Zoanthids (Cnidaria, Hexacorallia) of the genus Epizoanthus are often found in association with other marine invertebrates, including gastropods and hermit crabs. However, little information exists on the specificity and nature of these associations due to a lack of investigation into Epizoanthus species diversity, and the taxonomy of Epizoanthus is therefore confused. In this study, analyses of morphological data (tentacle number, polyp size, etc) and molecular data (mitochondrial cytochrome oxidase subunit 1 = COI, 16S ribosomal DNA = 16S rDNA) were used to examine Epizoanthus specimens from Tosa Bay, Kochi, Japan. The Epizoanthus specimens were found on both live gastropods (Gemmula unedo) and hermit crabs (Paguristes palythophilus) inhabiting G. unedo and G. cosmoi shells. While morphological analyses did not show clear differences between examined specimens, both COI and mt 16S rDNA clearly divided the specimens into two groups, one associated only with hermit crabs (= Epizoanthus sp. C), and another associated only with living gastropods (= Epizoanthus sp. S). Unexpectedly, DNA sequences from both groups did not match with two previously reported Epizoanthus species from Japan (E. indicus, E. ramosus), indicating they both may be undescribed species. These results highlight the utility of DNA “barcoding” of unknown zoanthids, and will provide a foundation for re-examinations of Epizoanthus species diversity and specificity, which will be critical in understanding the evolution of these unique marine invertebrates.
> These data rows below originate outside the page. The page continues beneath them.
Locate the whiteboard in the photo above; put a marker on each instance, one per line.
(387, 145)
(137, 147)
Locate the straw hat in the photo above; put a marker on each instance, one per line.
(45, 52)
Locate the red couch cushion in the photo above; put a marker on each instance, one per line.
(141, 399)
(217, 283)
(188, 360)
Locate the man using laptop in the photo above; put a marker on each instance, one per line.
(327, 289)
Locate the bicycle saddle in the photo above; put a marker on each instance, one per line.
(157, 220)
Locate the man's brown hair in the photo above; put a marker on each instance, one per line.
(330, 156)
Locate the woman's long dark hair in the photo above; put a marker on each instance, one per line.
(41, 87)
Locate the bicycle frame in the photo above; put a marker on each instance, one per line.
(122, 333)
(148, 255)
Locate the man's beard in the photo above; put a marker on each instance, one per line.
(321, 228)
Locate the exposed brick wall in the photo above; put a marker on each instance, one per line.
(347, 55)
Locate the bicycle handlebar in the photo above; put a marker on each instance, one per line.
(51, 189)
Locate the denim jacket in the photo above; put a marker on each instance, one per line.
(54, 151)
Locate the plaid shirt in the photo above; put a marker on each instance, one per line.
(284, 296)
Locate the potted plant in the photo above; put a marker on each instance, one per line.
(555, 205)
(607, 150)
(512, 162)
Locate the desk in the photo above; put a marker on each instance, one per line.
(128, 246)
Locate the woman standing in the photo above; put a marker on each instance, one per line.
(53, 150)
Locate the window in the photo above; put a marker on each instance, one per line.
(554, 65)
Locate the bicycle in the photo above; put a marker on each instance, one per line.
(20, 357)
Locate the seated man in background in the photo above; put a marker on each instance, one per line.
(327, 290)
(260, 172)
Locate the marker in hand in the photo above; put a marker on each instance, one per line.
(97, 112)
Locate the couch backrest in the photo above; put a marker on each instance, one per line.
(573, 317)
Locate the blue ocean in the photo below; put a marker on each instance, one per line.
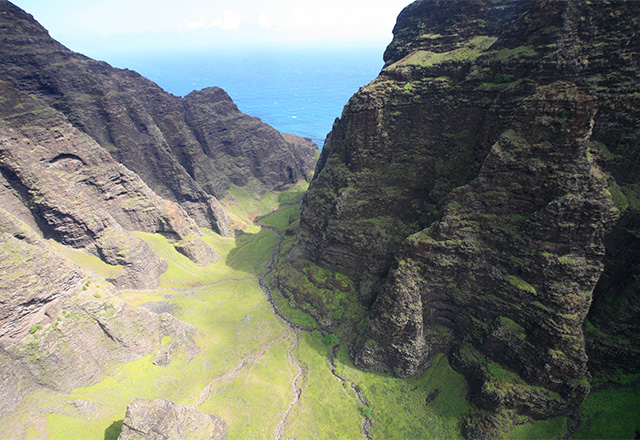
(296, 91)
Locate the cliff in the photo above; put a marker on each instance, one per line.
(478, 196)
(161, 419)
(188, 150)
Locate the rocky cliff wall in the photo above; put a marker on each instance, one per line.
(478, 190)
(188, 150)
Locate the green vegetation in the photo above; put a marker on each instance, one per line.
(468, 52)
(521, 284)
(426, 406)
(249, 357)
(610, 413)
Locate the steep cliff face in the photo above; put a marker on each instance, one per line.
(69, 188)
(161, 419)
(169, 141)
(475, 192)
(61, 328)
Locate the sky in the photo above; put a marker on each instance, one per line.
(148, 25)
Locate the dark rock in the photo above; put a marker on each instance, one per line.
(72, 190)
(187, 150)
(61, 328)
(473, 193)
(161, 419)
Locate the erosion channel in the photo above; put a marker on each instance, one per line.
(297, 390)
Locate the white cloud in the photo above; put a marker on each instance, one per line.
(248, 20)
(227, 20)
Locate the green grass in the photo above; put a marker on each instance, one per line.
(235, 324)
(400, 407)
(540, 429)
(327, 409)
(87, 262)
(610, 414)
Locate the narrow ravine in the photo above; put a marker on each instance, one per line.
(297, 391)
(366, 422)
(206, 391)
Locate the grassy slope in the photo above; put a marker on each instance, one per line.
(244, 361)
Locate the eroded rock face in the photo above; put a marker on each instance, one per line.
(470, 192)
(61, 328)
(187, 150)
(161, 419)
(70, 189)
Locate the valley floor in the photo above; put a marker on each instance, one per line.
(265, 378)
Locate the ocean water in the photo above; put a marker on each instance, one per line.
(296, 91)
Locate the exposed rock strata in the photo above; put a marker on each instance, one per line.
(170, 142)
(72, 190)
(161, 419)
(470, 190)
(61, 328)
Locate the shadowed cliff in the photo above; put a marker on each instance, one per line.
(475, 194)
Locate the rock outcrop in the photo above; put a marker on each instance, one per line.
(478, 191)
(161, 419)
(69, 188)
(61, 328)
(170, 142)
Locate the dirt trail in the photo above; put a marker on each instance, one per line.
(206, 391)
(297, 391)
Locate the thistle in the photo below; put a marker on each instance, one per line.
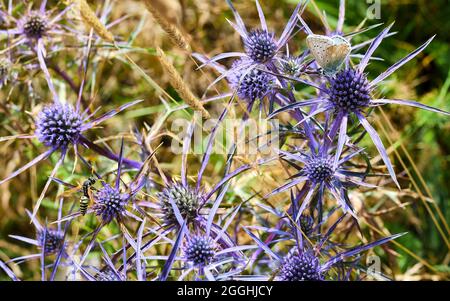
(60, 126)
(199, 250)
(300, 267)
(185, 198)
(349, 93)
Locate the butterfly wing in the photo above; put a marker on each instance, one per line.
(336, 54)
(318, 46)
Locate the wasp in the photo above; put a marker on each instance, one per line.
(87, 194)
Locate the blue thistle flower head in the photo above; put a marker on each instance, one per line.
(107, 275)
(110, 203)
(349, 91)
(250, 85)
(186, 198)
(51, 240)
(58, 125)
(199, 250)
(260, 45)
(292, 66)
(34, 25)
(300, 267)
(319, 169)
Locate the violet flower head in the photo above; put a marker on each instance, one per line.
(186, 198)
(261, 48)
(300, 267)
(349, 93)
(34, 25)
(322, 171)
(199, 250)
(291, 66)
(110, 203)
(50, 240)
(58, 125)
(260, 45)
(251, 85)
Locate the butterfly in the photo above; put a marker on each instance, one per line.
(329, 52)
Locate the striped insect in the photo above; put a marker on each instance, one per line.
(87, 196)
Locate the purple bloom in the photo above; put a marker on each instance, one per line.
(300, 267)
(34, 28)
(49, 241)
(349, 92)
(320, 171)
(303, 264)
(60, 126)
(261, 46)
(186, 198)
(199, 250)
(251, 85)
(110, 203)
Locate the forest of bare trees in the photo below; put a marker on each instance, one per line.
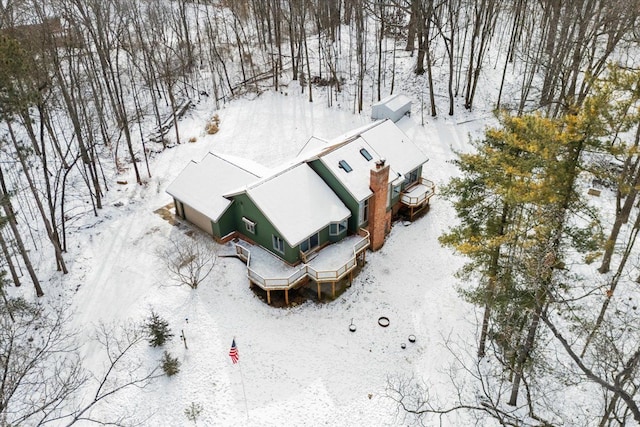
(88, 87)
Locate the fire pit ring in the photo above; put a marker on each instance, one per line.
(383, 321)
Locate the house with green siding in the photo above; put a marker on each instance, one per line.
(358, 181)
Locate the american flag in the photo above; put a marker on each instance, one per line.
(233, 353)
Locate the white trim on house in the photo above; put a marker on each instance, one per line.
(202, 185)
(298, 203)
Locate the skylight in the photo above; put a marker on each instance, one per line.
(344, 165)
(366, 154)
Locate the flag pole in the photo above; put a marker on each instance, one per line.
(246, 406)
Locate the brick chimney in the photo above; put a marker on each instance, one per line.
(379, 218)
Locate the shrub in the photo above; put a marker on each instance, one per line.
(213, 125)
(158, 330)
(193, 411)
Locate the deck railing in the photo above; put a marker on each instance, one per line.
(305, 270)
(421, 198)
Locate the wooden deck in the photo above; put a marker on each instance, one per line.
(417, 197)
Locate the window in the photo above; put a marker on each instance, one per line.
(278, 244)
(412, 177)
(366, 154)
(337, 228)
(364, 212)
(345, 166)
(249, 225)
(311, 243)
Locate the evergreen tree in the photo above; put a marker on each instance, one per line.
(157, 329)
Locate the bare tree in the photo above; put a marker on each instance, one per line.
(42, 379)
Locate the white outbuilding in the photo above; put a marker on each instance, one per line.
(393, 107)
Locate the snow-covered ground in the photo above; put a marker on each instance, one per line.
(298, 365)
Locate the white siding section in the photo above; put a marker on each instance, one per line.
(298, 203)
(202, 185)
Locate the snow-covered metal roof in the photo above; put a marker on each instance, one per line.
(202, 185)
(393, 107)
(382, 141)
(298, 203)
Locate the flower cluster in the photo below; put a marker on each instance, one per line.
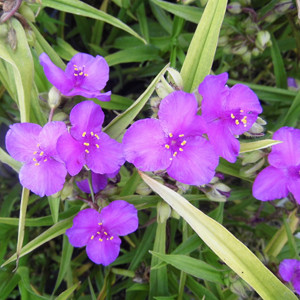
(284, 168)
(289, 270)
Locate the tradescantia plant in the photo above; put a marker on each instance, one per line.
(181, 241)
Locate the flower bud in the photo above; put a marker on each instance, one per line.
(175, 78)
(263, 39)
(143, 189)
(163, 212)
(54, 97)
(26, 11)
(234, 8)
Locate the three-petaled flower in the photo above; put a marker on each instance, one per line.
(228, 112)
(43, 172)
(289, 270)
(85, 75)
(100, 232)
(173, 142)
(284, 169)
(86, 144)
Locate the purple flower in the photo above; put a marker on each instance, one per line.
(289, 270)
(228, 112)
(86, 144)
(85, 75)
(99, 182)
(43, 172)
(284, 169)
(174, 142)
(100, 232)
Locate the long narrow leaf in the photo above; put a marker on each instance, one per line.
(234, 253)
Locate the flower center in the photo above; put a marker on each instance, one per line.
(175, 144)
(239, 118)
(102, 234)
(90, 140)
(79, 74)
(39, 156)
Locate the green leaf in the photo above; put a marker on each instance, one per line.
(279, 69)
(134, 54)
(54, 231)
(82, 9)
(252, 146)
(191, 266)
(115, 128)
(67, 293)
(280, 238)
(189, 13)
(201, 52)
(22, 63)
(234, 253)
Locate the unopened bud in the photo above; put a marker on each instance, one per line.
(163, 212)
(234, 8)
(143, 189)
(54, 97)
(175, 79)
(263, 39)
(27, 12)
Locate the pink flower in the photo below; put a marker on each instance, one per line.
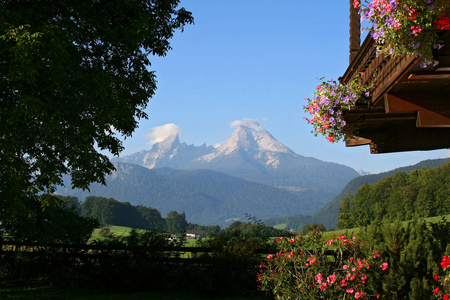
(331, 279)
(318, 278)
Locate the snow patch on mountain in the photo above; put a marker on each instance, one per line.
(254, 140)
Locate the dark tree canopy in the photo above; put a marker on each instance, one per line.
(74, 81)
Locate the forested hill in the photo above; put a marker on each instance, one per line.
(328, 215)
(207, 197)
(425, 193)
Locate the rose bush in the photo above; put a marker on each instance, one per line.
(442, 291)
(406, 26)
(307, 268)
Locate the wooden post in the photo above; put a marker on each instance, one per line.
(355, 32)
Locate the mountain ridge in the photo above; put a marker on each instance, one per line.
(250, 153)
(206, 196)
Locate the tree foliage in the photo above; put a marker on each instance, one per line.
(423, 193)
(74, 80)
(113, 212)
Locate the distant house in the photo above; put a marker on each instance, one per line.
(194, 234)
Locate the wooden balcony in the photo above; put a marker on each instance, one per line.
(410, 105)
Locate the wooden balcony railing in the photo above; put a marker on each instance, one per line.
(410, 107)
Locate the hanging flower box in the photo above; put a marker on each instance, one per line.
(331, 101)
(411, 27)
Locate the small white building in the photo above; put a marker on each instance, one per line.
(194, 234)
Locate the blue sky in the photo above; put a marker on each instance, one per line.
(256, 59)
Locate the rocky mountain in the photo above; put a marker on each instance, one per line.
(207, 197)
(167, 153)
(253, 154)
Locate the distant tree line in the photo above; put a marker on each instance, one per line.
(422, 193)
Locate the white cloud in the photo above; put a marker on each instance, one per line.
(247, 122)
(160, 133)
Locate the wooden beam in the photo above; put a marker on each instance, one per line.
(438, 102)
(429, 75)
(355, 32)
(399, 137)
(431, 119)
(395, 104)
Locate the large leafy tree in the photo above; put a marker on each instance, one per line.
(74, 81)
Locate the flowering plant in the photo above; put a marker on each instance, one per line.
(297, 273)
(328, 104)
(442, 291)
(406, 26)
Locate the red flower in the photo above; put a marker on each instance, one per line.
(445, 262)
(443, 23)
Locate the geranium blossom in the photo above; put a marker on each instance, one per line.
(329, 103)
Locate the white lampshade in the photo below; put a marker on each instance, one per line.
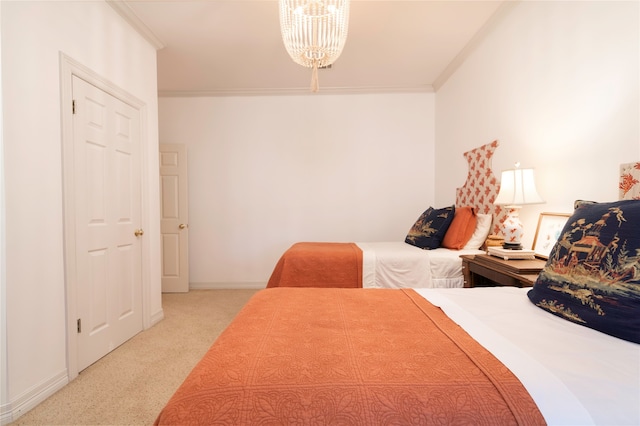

Epizoanthus is a egenus of generally colonial zoanthids (Cnidaria: Hexacorallia: Zoantharia) commonly found in many marine ecosystems, from shallow waters to the deep sea. This genus is notable for containing both free-living (i.e. attached to the ocean floor directly) and symbiotic (living upon other organisms) species. Symbiotic substrate organisms include, but are not limited to, hermit crabs (Muirhead et al., 1986; Ates, 2003; Williams and McDermott, 2004; Schejter and Mantelatto, in press), live shells (Rees, 1967), eunicid worms (Sinniger et al., 2005), and the stalks of glass sponges (Beaulieu, 2001). Despite their relatively common occurrence, little research has been done on Epizoanthus species in recent years, particularly with regards to their taxonomy and symbiotic associations (Ates, 2003). In particular, aside from a few well-known species (Epizoanthus illoricatus on eunicid worms), little is known on the specificity of epizoanthid symbioses. Many Epizoanthus species originally described as symbiotic with hermit crabs are subsequently mentioned in symbioses with live shells, or vice-versa. Thus, until a detailed examination of Epizoanthus species diversity and symbiotic specificity is undertaken, research on the ecological nature of such symbioses will remain at a standstill (Ates, 2003).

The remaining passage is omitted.